Using the general linear regression equation, the observation-specific value that would be expected given the model is generated for every observation in the dataset generated thus far. We could stop here, but this would create a perfect fit for the node, which is unrealistic. Instead, we add an error term by taking one sample of a normal distribution for each observation with mean zero and standard deviation error. This error term is then added to the predicted mean.
Formal Description:
Formally, the data generation can be described as:
$$Y \sim \texttt{intercept} + \texttt{parents}_1 \cdot \texttt{betas}_1 + ... + \texttt{parents}_n \cdot \texttt{betas}_n+ N(0, \texttt{error}),$$
where \(N(0, \texttt{error})\) denotes the normal distribution with mean 0 and a standard deviation of error and \(n\) is the number of parents (length(parents)).

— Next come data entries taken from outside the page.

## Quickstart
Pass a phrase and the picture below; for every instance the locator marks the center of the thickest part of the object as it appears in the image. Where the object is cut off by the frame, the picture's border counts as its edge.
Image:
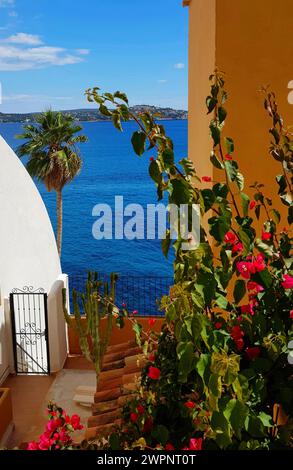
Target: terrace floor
(29, 396)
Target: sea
(110, 168)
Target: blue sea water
(110, 168)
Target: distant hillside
(95, 115)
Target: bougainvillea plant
(219, 369)
(58, 434)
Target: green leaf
(168, 157)
(166, 242)
(245, 204)
(122, 96)
(239, 290)
(104, 110)
(216, 162)
(211, 103)
(180, 192)
(244, 238)
(161, 434)
(222, 114)
(215, 133)
(154, 172)
(229, 145)
(138, 142)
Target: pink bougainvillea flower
(75, 423)
(237, 248)
(169, 446)
(254, 286)
(239, 344)
(259, 263)
(236, 332)
(248, 308)
(252, 353)
(189, 404)
(133, 417)
(154, 373)
(140, 409)
(244, 268)
(266, 236)
(287, 281)
(195, 444)
(230, 237)
(33, 446)
(148, 425)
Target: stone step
(104, 407)
(107, 395)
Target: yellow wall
(250, 40)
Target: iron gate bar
(36, 311)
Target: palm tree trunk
(59, 220)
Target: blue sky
(52, 50)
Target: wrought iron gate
(29, 315)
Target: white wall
(28, 252)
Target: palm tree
(53, 156)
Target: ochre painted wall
(250, 40)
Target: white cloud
(6, 3)
(82, 51)
(24, 38)
(16, 54)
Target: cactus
(97, 302)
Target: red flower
(287, 281)
(239, 344)
(230, 237)
(133, 417)
(75, 423)
(247, 309)
(259, 263)
(148, 425)
(254, 286)
(154, 373)
(244, 268)
(266, 236)
(195, 444)
(237, 248)
(236, 333)
(252, 353)
(140, 409)
(189, 404)
(169, 446)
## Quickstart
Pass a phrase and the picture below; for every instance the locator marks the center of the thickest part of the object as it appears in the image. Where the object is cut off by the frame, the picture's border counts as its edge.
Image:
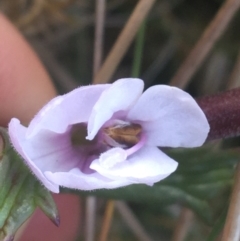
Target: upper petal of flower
(62, 111)
(121, 96)
(148, 165)
(170, 117)
(78, 180)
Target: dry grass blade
(123, 42)
(231, 230)
(98, 44)
(99, 31)
(205, 43)
(234, 80)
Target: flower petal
(62, 111)
(78, 180)
(170, 117)
(119, 97)
(148, 165)
(17, 133)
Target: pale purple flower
(69, 142)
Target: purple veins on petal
(107, 136)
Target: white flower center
(111, 157)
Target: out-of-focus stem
(90, 218)
(231, 230)
(123, 42)
(132, 221)
(205, 43)
(183, 224)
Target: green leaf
(20, 194)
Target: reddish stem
(223, 113)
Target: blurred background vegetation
(62, 33)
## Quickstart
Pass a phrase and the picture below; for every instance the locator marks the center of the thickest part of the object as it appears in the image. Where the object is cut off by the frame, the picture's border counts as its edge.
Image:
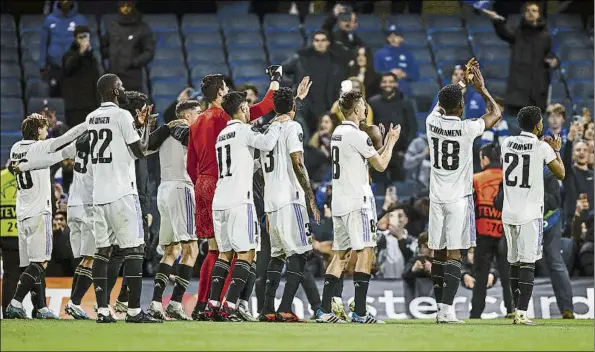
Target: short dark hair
(528, 117)
(186, 105)
(232, 102)
(31, 125)
(490, 151)
(450, 97)
(347, 102)
(210, 86)
(136, 100)
(249, 86)
(283, 100)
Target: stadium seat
(10, 70)
(192, 23)
(452, 39)
(459, 55)
(280, 22)
(168, 73)
(203, 40)
(244, 23)
(442, 23)
(243, 40)
(407, 22)
(578, 72)
(10, 88)
(424, 93)
(11, 107)
(35, 104)
(30, 23)
(421, 55)
(162, 22)
(284, 40)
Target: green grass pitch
(411, 335)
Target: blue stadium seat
(168, 73)
(30, 23)
(415, 39)
(494, 70)
(10, 70)
(368, 22)
(7, 23)
(203, 40)
(36, 104)
(38, 89)
(578, 72)
(459, 55)
(488, 53)
(244, 23)
(580, 90)
(167, 40)
(407, 22)
(441, 23)
(206, 68)
(205, 56)
(162, 22)
(421, 55)
(284, 40)
(280, 22)
(11, 107)
(243, 40)
(424, 93)
(167, 89)
(10, 88)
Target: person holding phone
(80, 72)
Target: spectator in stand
(353, 84)
(531, 59)
(556, 116)
(128, 44)
(499, 131)
(395, 58)
(322, 65)
(363, 69)
(475, 106)
(56, 37)
(391, 106)
(80, 72)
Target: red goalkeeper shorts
(204, 191)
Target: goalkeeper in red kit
(203, 170)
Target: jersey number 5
(449, 160)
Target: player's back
(111, 130)
(235, 162)
(281, 184)
(351, 184)
(34, 186)
(450, 141)
(523, 159)
(172, 159)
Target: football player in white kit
(32, 158)
(234, 221)
(523, 158)
(175, 201)
(117, 216)
(287, 186)
(353, 205)
(451, 225)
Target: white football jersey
(111, 130)
(350, 150)
(281, 185)
(235, 157)
(523, 159)
(451, 154)
(172, 158)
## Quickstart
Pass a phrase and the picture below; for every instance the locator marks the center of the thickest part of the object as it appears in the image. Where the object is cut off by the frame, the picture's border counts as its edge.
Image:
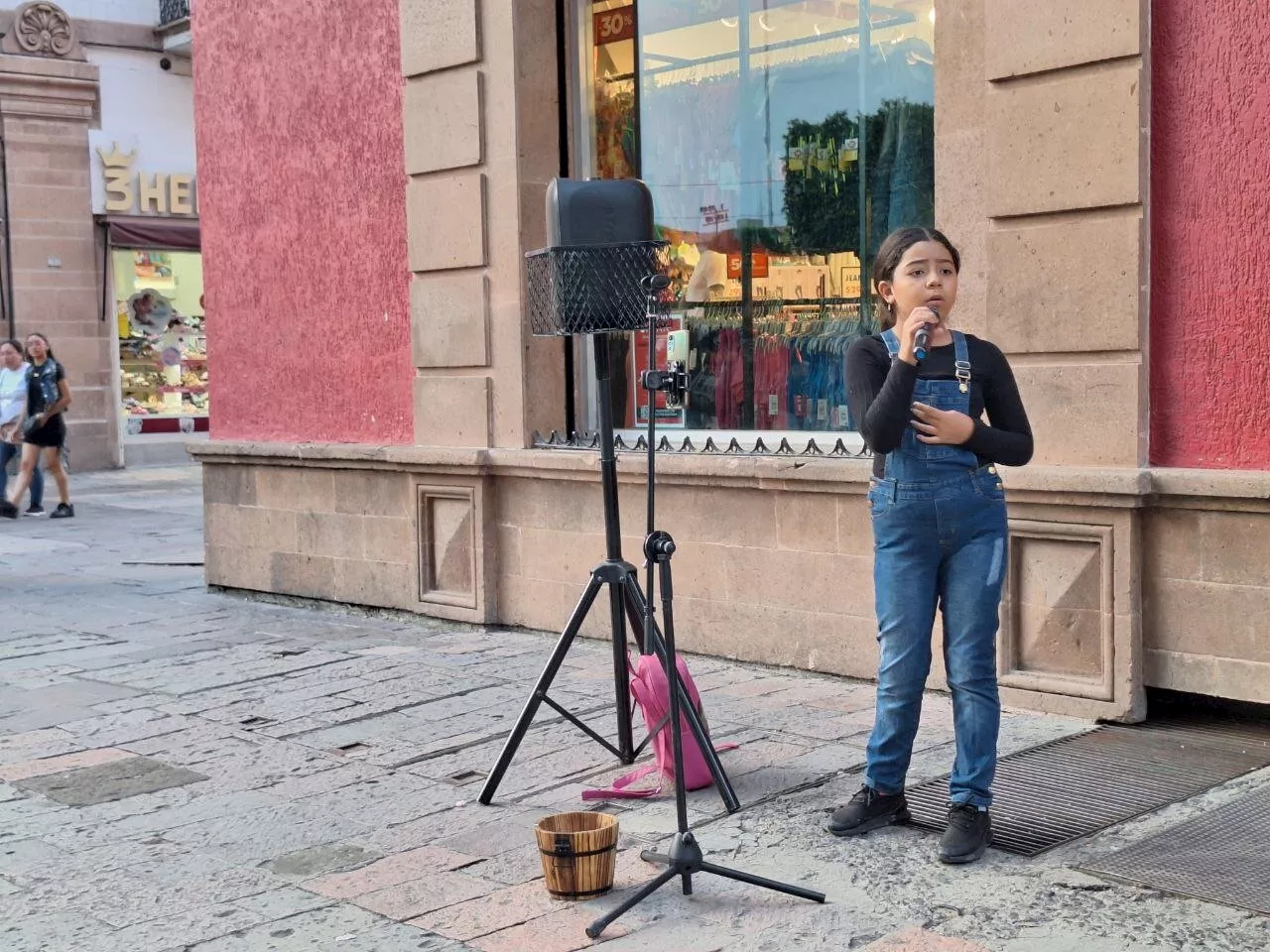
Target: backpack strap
(892, 340)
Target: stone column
(481, 141)
(1042, 148)
(49, 99)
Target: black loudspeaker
(602, 243)
(598, 212)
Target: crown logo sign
(114, 159)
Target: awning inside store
(158, 234)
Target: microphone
(922, 339)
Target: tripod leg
(760, 881)
(540, 689)
(621, 676)
(635, 610)
(610, 918)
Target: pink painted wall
(1210, 234)
(302, 185)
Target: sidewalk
(190, 771)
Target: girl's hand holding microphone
(917, 318)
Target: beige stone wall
(774, 558)
(46, 108)
(336, 530)
(1206, 585)
(1120, 576)
(1042, 130)
(481, 143)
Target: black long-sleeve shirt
(880, 394)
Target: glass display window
(163, 345)
(783, 143)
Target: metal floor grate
(1076, 785)
(1219, 857)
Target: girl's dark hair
(48, 345)
(893, 252)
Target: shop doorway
(158, 308)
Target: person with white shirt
(13, 412)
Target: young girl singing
(939, 520)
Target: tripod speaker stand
(685, 858)
(594, 287)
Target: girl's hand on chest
(942, 426)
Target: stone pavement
(185, 770)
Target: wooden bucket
(579, 853)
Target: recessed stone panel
(437, 35)
(1058, 619)
(1034, 37)
(1066, 141)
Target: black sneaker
(966, 835)
(867, 810)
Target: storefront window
(163, 348)
(781, 140)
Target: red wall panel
(1210, 234)
(302, 186)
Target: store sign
(758, 263)
(613, 26)
(714, 214)
(130, 191)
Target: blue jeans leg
(8, 451)
(906, 569)
(970, 589)
(37, 485)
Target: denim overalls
(939, 525)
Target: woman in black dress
(45, 431)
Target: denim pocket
(879, 502)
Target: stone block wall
(1206, 581)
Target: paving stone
(390, 871)
(58, 765)
(340, 928)
(194, 925)
(31, 746)
(112, 730)
(23, 856)
(268, 833)
(922, 941)
(388, 800)
(280, 904)
(509, 832)
(109, 780)
(563, 930)
(338, 775)
(37, 930)
(511, 869)
(500, 909)
(317, 861)
(409, 900)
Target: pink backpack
(652, 692)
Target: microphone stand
(685, 857)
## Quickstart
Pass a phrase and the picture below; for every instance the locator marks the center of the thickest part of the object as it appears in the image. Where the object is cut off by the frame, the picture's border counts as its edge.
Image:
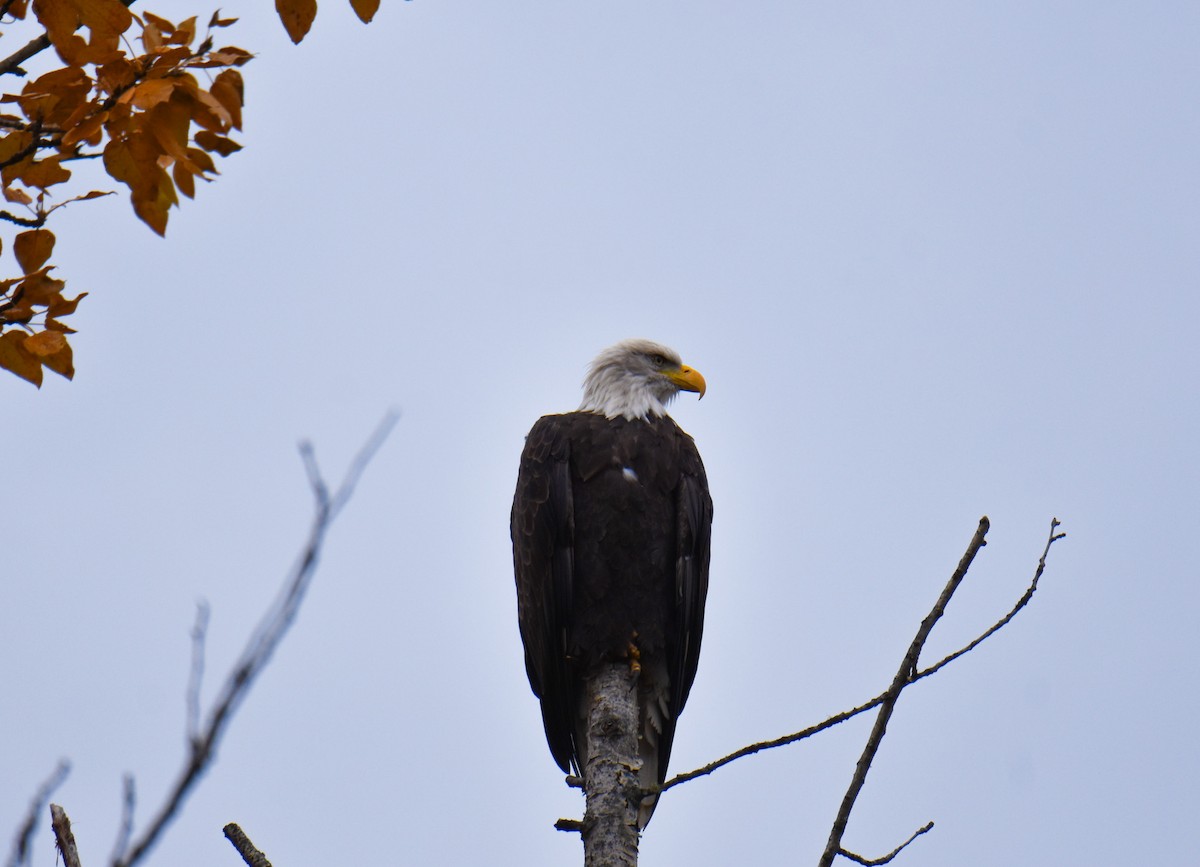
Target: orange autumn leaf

For example, given intercept=-15, parents=c("A", "B"), betas=c(0.2, 1.3) and error=2 the data generation process is defined as:
$$Y \sim -15 + A \cdot 0.2 + B \cdot 1.3 + N(0, 2).$$
When using a link other than "identity", the procedure is equivalent, except that the link function is applied to the linear predictor before adding the random error term. For example, when using link="log", \(exp(-15 + A \cdot 0.2 + B \cdot 1.3) + N(0, 2)\) is used instead.
Random Effects and Random Slopes:
This function also allows users to include arbitrary amounts of random slopes and random effects using the formula argument. If this is done, the formula, and data arguments are passed to the variables of the same name in the makeLmer function of the simr package. The fixef argument of that function will be passed the numeric vector c(intercept, betas) and the VarCorr argument receives the var_corr argument as input. If used as a node type in a DAG, all of this is taken care of behind the scenes. Users can simply use the regular enhanced formula interface of the node function to define these formula terms, as shown in detail in the formula vignette (vignette(topic="v_using_formulas", package="simDAG")). Please consult that vignette for examples. Also, please note that inclusion of random effects or random slopes usually results in significantly longer computation times.